Getting the three slowest under four seconds

I tested the changes through the real extension, not by importing capture functions directly. Railway was the tuning target because it was the slowest of the fresh batch.

Run	Capture id	URL	Change	Extension total	Speedup vs batch capture	Segments	Sections	Nodes	Total bytes	Verdict
Railway E1	`cap_f23635bc-0ad4-42c6-8f4c-fe15ce425c65`	`https://railway.com/`	Debugger segment settle skips font/image waits, still one viewport per segment; manual run was uncapped full page	`11,119ms`	n/a	`17`	`11`	`115`	`17,759,139`	Informational only; proved segment settle dropped from `12,698ms` to `1,163ms`
Railway E2	`cap_3c553e1b-9e1b-40da-a5da-9092c33f4ffe`	`https://railway.com/`	2-viewport debugger chunks; capped to 10 viewports	`4,768ms`	`4.14x`	`5`	`11`	`118`	`13,450,484`	Improved but still above target
Railway E3	`cap_0cb639d0-888d-4db0-a6e5-d20e574bf7c5`	`https://railway.com/`	3-viewport debugger chunks; capped to 10 viewports	`4,373ms`	`4.52x`	`4`	`11`	`117`	`14,156,539`	Improved; viewer top and inspectable metadata intact
Railway E4	`cap_ea6af70d-55d2-4ee8-80f8-bacdcd636d1e`	`https://railway.com/`	4-viewport debugger chunks; capped to 10 viewports	`4,091ms`	`4.83x`	`3`	`11`	`117`	`13,808,178`	Nearly target
Railway kept	`cap_d0d14ff9-8ec4-4a6f-8ca3-04e56beb5c8a`	`https://railway.com/`	4-viewport chunks plus `150ms` primer image wait	`3,854ms`	`5.13x`	`3`	`11`	`117`	`13,898,321`	Kept; below target, no health warnings
Neon kept	`cap_71b30498-566d-4bbb-83b2-01431e5ea734`	`https://neon.com/`	Same kept settings	`3,444ms`	`5.73x`	`3`	`13`	`112`	`16,543,882`	Kept; below target, no health warnings
Firebase kept	`cap_654bd6b8-34f4-4ca6-a4a1-12dc026d32c0`	`https://firebase.google.com/`	Same kept settings	`2,556ms`	`7.31x`	`3`	`21`	`162`	`6,930,094`	Kept; below target, no health warnings

That put the three slowest fresh captures below four seconds while preserving the fidelity gates that mattered:

Site	Batch	Final	Speedup	Segments	Fidelity gate
Railway	`19,761ms`	`3,854ms`	`5.13x`	`10 -> 3`	no health warnings; sections and nodes preserved
Neon	`19,750ms`	`3,444ms`	`5.73x`	`10 -> 3`	no health warnings; sections and nodes preserved
Firebase	`18,679ms`	`2,556ms`	`7.31x`	`10 -> 3`	no health warnings; sections and nodes preserved

What made the process work

The useful discipline was treating speed as a measured product behavior, not a code-path assumption.
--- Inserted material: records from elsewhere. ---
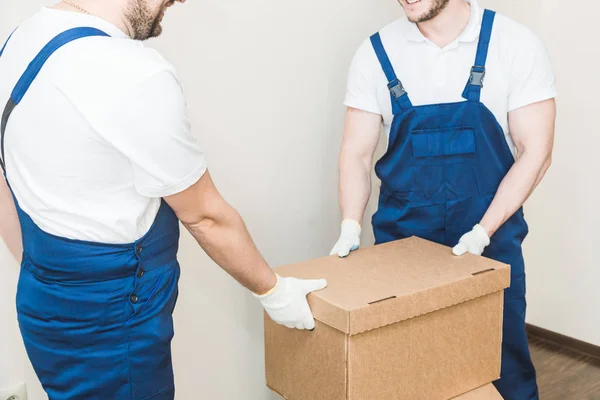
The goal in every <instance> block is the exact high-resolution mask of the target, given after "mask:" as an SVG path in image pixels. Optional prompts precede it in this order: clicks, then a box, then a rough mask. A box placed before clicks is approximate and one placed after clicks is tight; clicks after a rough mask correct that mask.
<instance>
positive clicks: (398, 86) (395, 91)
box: [388, 78, 406, 100]
mask: <svg viewBox="0 0 600 400" xmlns="http://www.w3.org/2000/svg"><path fill="white" fill-rule="evenodd" d="M388 89H389V90H390V93H392V96H394V98H395V99H396V100H398V99H399V98H400V97H402V96H404V95H405V94H406V90H405V89H404V86H402V82H400V80H399V79H397V78H396V79H394V80H393V81H391V82H390V83H388Z"/></svg>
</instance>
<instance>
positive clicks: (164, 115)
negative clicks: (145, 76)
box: [99, 70, 206, 197]
mask: <svg viewBox="0 0 600 400" xmlns="http://www.w3.org/2000/svg"><path fill="white" fill-rule="evenodd" d="M102 121H103V122H101V126H100V127H99V133H100V135H101V136H102V137H103V139H104V140H106V141H107V142H108V143H109V145H111V146H113V147H115V148H116V149H117V150H118V151H120V152H121V153H122V154H124V155H125V156H126V157H127V158H128V159H129V160H130V162H131V166H132V170H133V178H134V185H135V188H136V190H137V192H138V193H139V194H141V195H142V196H147V197H165V196H169V195H172V194H176V193H179V192H181V191H183V190H185V189H187V188H188V187H190V186H191V185H193V184H194V183H196V182H197V181H198V180H199V179H200V178H201V177H202V175H203V174H204V172H205V171H206V160H205V157H204V152H203V151H202V149H201V147H200V145H199V143H198V142H197V140H196V138H195V137H194V135H193V134H192V132H191V127H190V123H189V120H188V116H187V111H186V102H185V98H184V94H183V89H182V87H181V85H180V83H179V81H178V79H177V77H176V76H175V74H174V72H173V71H170V70H162V71H160V72H157V73H155V74H153V75H151V76H149V77H148V78H146V79H144V80H143V81H142V82H141V83H139V84H138V85H136V86H135V87H133V88H132V89H130V90H128V91H127V92H126V93H125V94H123V95H121V97H120V98H119V99H117V101H116V103H115V104H114V105H111V106H110V107H107V108H106V109H105V113H104V117H103V118H102Z"/></svg>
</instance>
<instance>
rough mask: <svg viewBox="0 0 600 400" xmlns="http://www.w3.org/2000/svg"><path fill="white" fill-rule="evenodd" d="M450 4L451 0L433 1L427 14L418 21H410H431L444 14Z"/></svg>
mask: <svg viewBox="0 0 600 400" xmlns="http://www.w3.org/2000/svg"><path fill="white" fill-rule="evenodd" d="M449 2H450V0H433V4H432V5H431V8H430V9H429V10H428V11H427V12H426V13H424V14H423V15H421V16H420V17H418V18H416V19H409V21H410V22H413V23H421V22H426V21H430V20H432V19H434V18H435V17H437V16H438V15H439V14H440V13H441V12H442V11H443V10H444V8H446V6H447V5H448V3H449Z"/></svg>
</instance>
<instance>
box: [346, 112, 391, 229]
mask: <svg viewBox="0 0 600 400" xmlns="http://www.w3.org/2000/svg"><path fill="white" fill-rule="evenodd" d="M344 124H345V126H344V138H343V140H342V148H341V152H340V162H339V168H340V178H339V197H340V206H341V208H342V215H343V218H344V219H350V220H354V221H356V222H358V223H359V224H362V221H363V217H364V213H365V208H366V206H367V202H368V201H369V197H370V195H371V170H372V168H373V154H374V153H375V149H376V148H377V142H378V140H379V134H380V131H381V115H378V114H373V113H370V112H367V111H362V110H358V109H355V108H348V109H347V111H346V118H345V122H344Z"/></svg>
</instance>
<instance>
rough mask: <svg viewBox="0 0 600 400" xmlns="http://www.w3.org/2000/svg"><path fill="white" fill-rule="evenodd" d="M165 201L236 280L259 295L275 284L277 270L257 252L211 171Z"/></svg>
mask: <svg viewBox="0 0 600 400" xmlns="http://www.w3.org/2000/svg"><path fill="white" fill-rule="evenodd" d="M165 201H166V202H167V203H168V204H169V205H170V206H171V208H173V210H174V211H175V213H176V214H177V217H178V218H179V220H180V221H181V222H182V223H183V225H184V226H185V227H186V228H187V230H188V231H189V232H190V233H191V234H192V235H193V236H194V238H195V239H196V240H197V241H198V243H199V244H200V246H201V247H202V248H203V249H204V251H206V253H207V254H208V255H209V256H210V257H211V258H212V259H213V260H214V261H215V262H216V263H217V264H218V265H219V266H220V267H221V268H223V269H224V270H225V271H226V272H227V273H229V274H230V275H231V276H232V277H233V278H234V279H235V280H237V281H238V282H239V283H241V284H242V285H243V286H245V287H246V288H248V289H249V290H250V291H252V292H254V293H256V294H263V293H266V292H268V291H269V290H271V289H272V288H273V287H274V286H275V285H276V283H277V277H276V275H275V273H274V272H273V271H272V270H271V268H270V267H269V266H268V265H267V263H266V261H265V260H264V259H263V257H262V256H261V254H260V253H259V252H258V249H257V248H256V246H255V245H254V243H253V241H252V238H251V237H250V234H249V233H248V231H247V229H246V226H245V225H244V222H243V221H242V218H241V217H240V215H239V214H238V213H237V211H235V210H234V209H233V208H232V207H231V206H230V205H229V204H227V202H225V200H224V199H223V197H221V195H220V193H219V192H218V190H217V188H216V187H215V185H214V183H213V181H212V179H211V177H210V174H209V173H208V171H207V172H206V173H205V174H204V176H203V177H202V178H200V180H199V181H198V182H197V183H196V184H194V185H193V186H191V187H190V188H188V189H187V190H185V191H183V192H181V193H178V194H175V195H172V196H169V197H166V198H165Z"/></svg>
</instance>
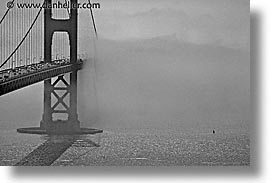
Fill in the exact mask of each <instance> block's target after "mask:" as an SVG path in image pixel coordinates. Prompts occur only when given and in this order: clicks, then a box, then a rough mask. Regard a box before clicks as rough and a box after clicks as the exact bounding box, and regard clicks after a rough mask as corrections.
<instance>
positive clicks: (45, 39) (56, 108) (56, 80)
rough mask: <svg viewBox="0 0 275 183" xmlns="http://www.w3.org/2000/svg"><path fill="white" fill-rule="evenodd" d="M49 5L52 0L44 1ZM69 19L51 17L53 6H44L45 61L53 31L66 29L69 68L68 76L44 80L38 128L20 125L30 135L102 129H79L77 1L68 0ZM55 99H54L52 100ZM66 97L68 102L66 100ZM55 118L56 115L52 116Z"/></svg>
mask: <svg viewBox="0 0 275 183" xmlns="http://www.w3.org/2000/svg"><path fill="white" fill-rule="evenodd" d="M45 1H46V3H47V4H52V0H45ZM70 2H71V6H70V7H71V9H70V16H69V18H68V19H65V20H64V19H55V18H52V8H46V9H44V61H45V62H46V63H51V61H52V38H53V34H54V33H55V32H66V33H68V35H69V46H70V63H71V64H72V69H71V72H70V75H69V77H64V75H59V76H58V77H57V79H56V80H54V81H53V82H52V79H51V78H48V79H46V80H44V113H43V117H42V121H41V122H40V127H33V128H20V129H17V131H18V132H19V133H31V134H61V135H62V134H95V133H101V132H103V131H102V130H97V129H87V128H80V122H79V121H78V115H77V71H78V62H77V41H78V40H77V24H78V23H77V16H78V15H77V8H75V5H76V4H77V0H71V1H70ZM54 98H55V99H56V102H54V101H53V100H52V99H54ZM66 99H68V100H67V102H66ZM55 114H57V115H60V114H61V115H63V114H65V115H67V116H66V118H65V119H64V118H63V119H57V120H53V116H54V115H55ZM55 119H56V118H55Z"/></svg>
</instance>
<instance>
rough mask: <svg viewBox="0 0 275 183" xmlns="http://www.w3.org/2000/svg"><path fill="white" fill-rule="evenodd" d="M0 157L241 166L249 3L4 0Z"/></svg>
mask: <svg viewBox="0 0 275 183" xmlns="http://www.w3.org/2000/svg"><path fill="white" fill-rule="evenodd" d="M0 35H1V36H0V49H1V50H0V165H1V166H54V167H56V166H58V167H59V166H62V167H63V166H70V167H71V166H74V167H83V166H84V167H87V166H94V167H98V166H101V167H102V166H104V167H125V166H127V167H137V166H138V167H140V166H142V167H144V166H146V167H148V166H149V167H156V168H157V167H166V166H177V167H198V166H199V167H213V166H214V167H247V168H249V167H250V166H251V148H252V145H253V144H252V143H251V136H253V134H252V133H251V132H252V125H253V123H252V121H251V110H250V109H251V107H250V104H251V102H250V100H251V97H250V84H251V81H250V68H251V67H250V66H251V63H250V1H249V0H234V1H232V0H170V1H168V0H139V1H137V0H131V1H129V0H113V1H112V0H98V1H92V0H70V1H69V0H4V1H1V5H0Z"/></svg>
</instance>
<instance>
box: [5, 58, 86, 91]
mask: <svg viewBox="0 0 275 183" xmlns="http://www.w3.org/2000/svg"><path fill="white" fill-rule="evenodd" d="M77 66H78V67H77V69H78V70H80V69H82V66H83V60H82V59H78V65H77ZM72 69H73V65H72V64H71V63H70V61H69V59H59V60H53V61H52V62H51V63H45V62H40V63H35V64H30V65H27V66H20V67H16V68H14V69H6V70H2V71H0V96H2V95H4V94H7V93H9V92H12V91H15V90H17V89H20V88H23V87H25V86H28V85H32V84H34V83H37V82H40V81H43V80H45V79H49V78H52V77H56V76H59V75H61V74H65V73H69V72H71V71H72Z"/></svg>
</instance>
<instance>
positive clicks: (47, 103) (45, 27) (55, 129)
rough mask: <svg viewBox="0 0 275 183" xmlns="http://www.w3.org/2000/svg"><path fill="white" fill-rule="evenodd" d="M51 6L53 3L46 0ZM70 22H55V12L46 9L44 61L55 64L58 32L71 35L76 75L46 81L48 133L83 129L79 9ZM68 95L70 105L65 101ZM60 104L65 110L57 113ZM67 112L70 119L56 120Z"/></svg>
mask: <svg viewBox="0 0 275 183" xmlns="http://www.w3.org/2000/svg"><path fill="white" fill-rule="evenodd" d="M46 3H48V4H51V3H52V0H46ZM71 3H72V4H77V0H71ZM70 7H71V11H70V16H69V19H53V18H52V9H51V8H49V9H45V10H44V23H45V25H44V41H45V42H44V58H45V62H48V63H50V62H51V61H52V39H53V34H54V33H55V32H67V33H68V35H69V44H70V62H71V64H72V72H71V73H70V78H69V81H68V82H67V81H66V79H65V77H64V76H59V77H58V78H57V80H56V81H54V82H53V83H52V79H48V80H45V81H44V113H43V117H42V121H41V125H40V126H41V128H44V129H46V131H47V132H48V133H68V132H76V131H79V130H80V125H79V121H78V117H77V8H75V7H74V6H73V5H71V6H70ZM59 82H63V84H65V86H66V87H62V88H60V87H56V84H57V83H59ZM59 90H64V91H66V92H65V94H64V95H63V96H61V97H60V96H59V95H58V91H59ZM52 94H53V95H54V96H55V97H56V98H57V102H56V103H55V104H54V105H53V104H52V99H51V97H52ZM67 95H68V97H69V105H67V104H66V103H65V102H64V98H65V97H66V96H67ZM58 104H61V105H62V106H63V107H64V108H65V110H55V108H56V107H57V105H58ZM55 113H65V114H67V115H68V119H67V120H65V121H64V120H62V121H61V120H60V121H53V114H55Z"/></svg>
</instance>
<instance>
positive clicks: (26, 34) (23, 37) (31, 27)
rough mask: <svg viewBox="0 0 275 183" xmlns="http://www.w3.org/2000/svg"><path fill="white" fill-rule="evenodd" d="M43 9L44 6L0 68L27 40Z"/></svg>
mask: <svg viewBox="0 0 275 183" xmlns="http://www.w3.org/2000/svg"><path fill="white" fill-rule="evenodd" d="M41 11H42V7H41V8H40V10H39V11H38V13H37V15H36V17H35V19H34V21H33V22H32V24H31V26H30V28H29V29H28V31H27V33H26V34H25V36H24V37H23V39H22V40H21V42H20V43H19V44H18V45H17V47H16V48H15V49H14V51H13V52H12V53H11V54H10V56H9V57H8V58H7V59H6V60H5V61H4V62H3V63H2V64H1V66H0V68H2V67H3V66H4V65H5V64H6V63H7V62H8V61H9V59H10V58H11V57H12V56H13V54H14V53H15V52H16V51H17V50H18V48H19V47H20V46H21V45H22V43H23V42H24V41H25V39H26V37H27V36H28V35H29V33H30V31H31V30H32V28H33V26H34V24H35V22H36V20H37V19H38V17H39V15H40V13H41Z"/></svg>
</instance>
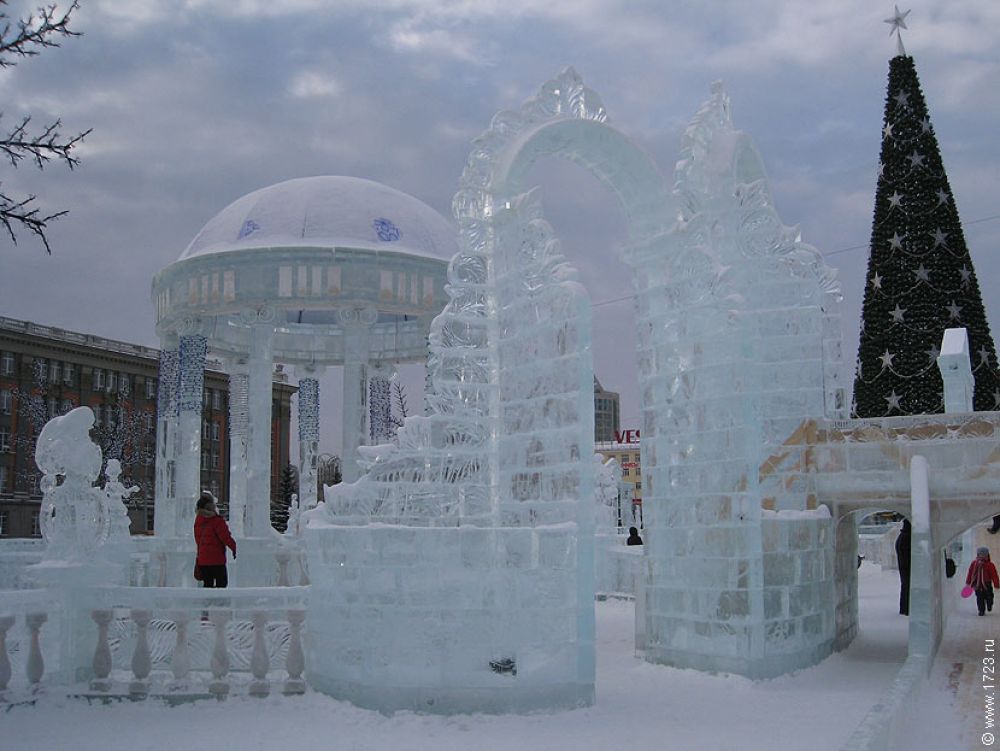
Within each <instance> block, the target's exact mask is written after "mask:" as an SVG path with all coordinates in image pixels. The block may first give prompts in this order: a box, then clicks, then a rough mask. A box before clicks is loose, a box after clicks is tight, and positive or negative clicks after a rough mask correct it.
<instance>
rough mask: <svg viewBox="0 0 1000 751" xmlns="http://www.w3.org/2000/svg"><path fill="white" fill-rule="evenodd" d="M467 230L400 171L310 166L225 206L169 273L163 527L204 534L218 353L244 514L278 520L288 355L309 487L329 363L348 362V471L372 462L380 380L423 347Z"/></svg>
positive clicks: (232, 510) (231, 450) (162, 451)
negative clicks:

Every accepted change needed a saved manifest from the real Chrome extension. The manifest had to show captureTimings.extension.totalMs, screenshot segments, capture stats, and no capture-health warnings. The viewer also had to open the expected capture rather than a mismatched page or server-only artifact.

The second useful constraint was keeping fidelity explicit. For Pluck, a page capture is not just pixels. It is the screenshot plus DOM, CSS, styles, sections, inspectable nodes, and enough health metadata to know whether the capture is trustworthy.

The result was not a generic "make waits shorter" patch. The final change moved waiting out of the repeated debugger segment loop while keeping the one-time collection and fallback paths that preserve capture fidelity.